Data science projects are often characterized by visualizations which
enhances the creative storytelling process and allow us to derive actionable
insights from data. This is enabled through the use of good visualization tools/libraries which enable us to present data in a manner that is interactive and is easily understandable. Often, the action in itself tends to be more significantly remembered by the audience in comparison to static insights.

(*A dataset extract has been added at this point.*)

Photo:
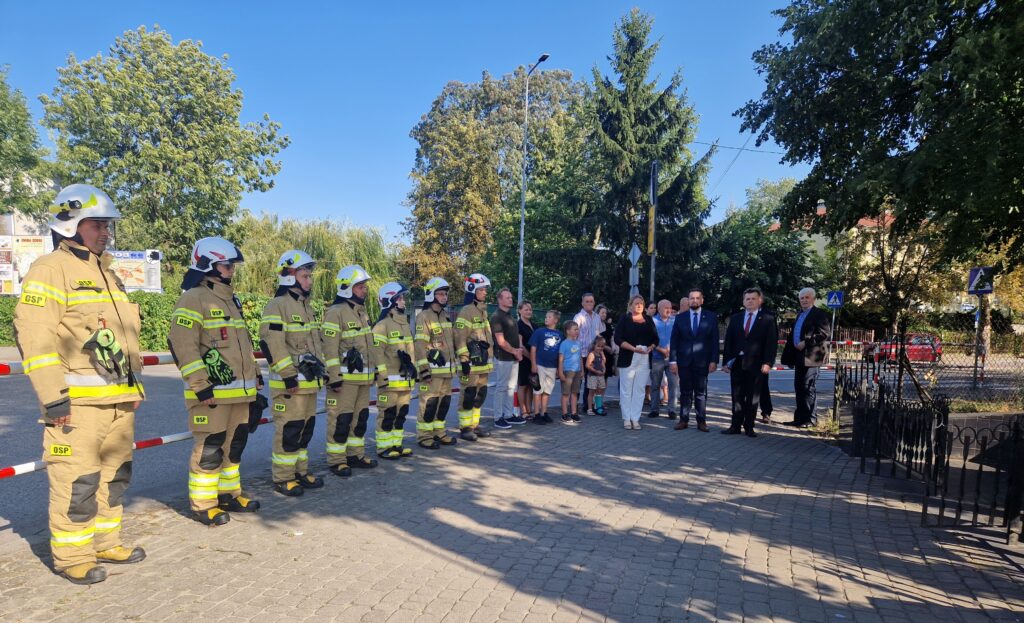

This inturn
calls for the need for using interactive dashboards as a way to present the data.
Currently, the plethora of tools available for this purpose often makes it a tedious task to decide which is the best fit. Often the choice oscillates between learning to use explicit dashboarding tools or using existing python libraries which may allow visualizations but not necessarily dashboarding.
Apart from the cost associated with some of these explicit dashboarding tools, there might also be a learning curve associated with it.
Therefore, in this talk, I would like to take you through a simple pythonic approach of building dainty dashboards using Plotly Dash in python to ease the process of data exploration and allow for interactive visualizations that enable creative storytelling.


In this talk, we would be looking at Plotly Dash as an interactive dashboarding tool for data exploration through creative and informative visualizations. Familiarity with python would be a pre-requisite. The format of the talk is informative and hands-on. We would be creating a dashboard along the way following the learning by doing approach. We would be using an open source healthcare dataset available online for the purpose of creating these visualizations. Further we'll cover the following topics:
1. Introduction: A bit about Plotly Dash and why you should use it.
2. Taking First steps: Exploring functions for loading data.
3. Boilerplate code for our Dash app.
4. A bit about Dash Core Components.
5. Diving into visualizations - Adding various figures, charts, graphs to our dashboard.
6. Experimenting with dashboard layouts.
7. Interaction between app components: Looking at callback functions.
8. Finally, hosting the app for the world to see!

I am currently working as a Data Engineering Professional at Novo Nordisk. I am inspired by the advancing developments in making computers imitate and understand human language, vision, and intelligence and passionate about building tech that adds value to society.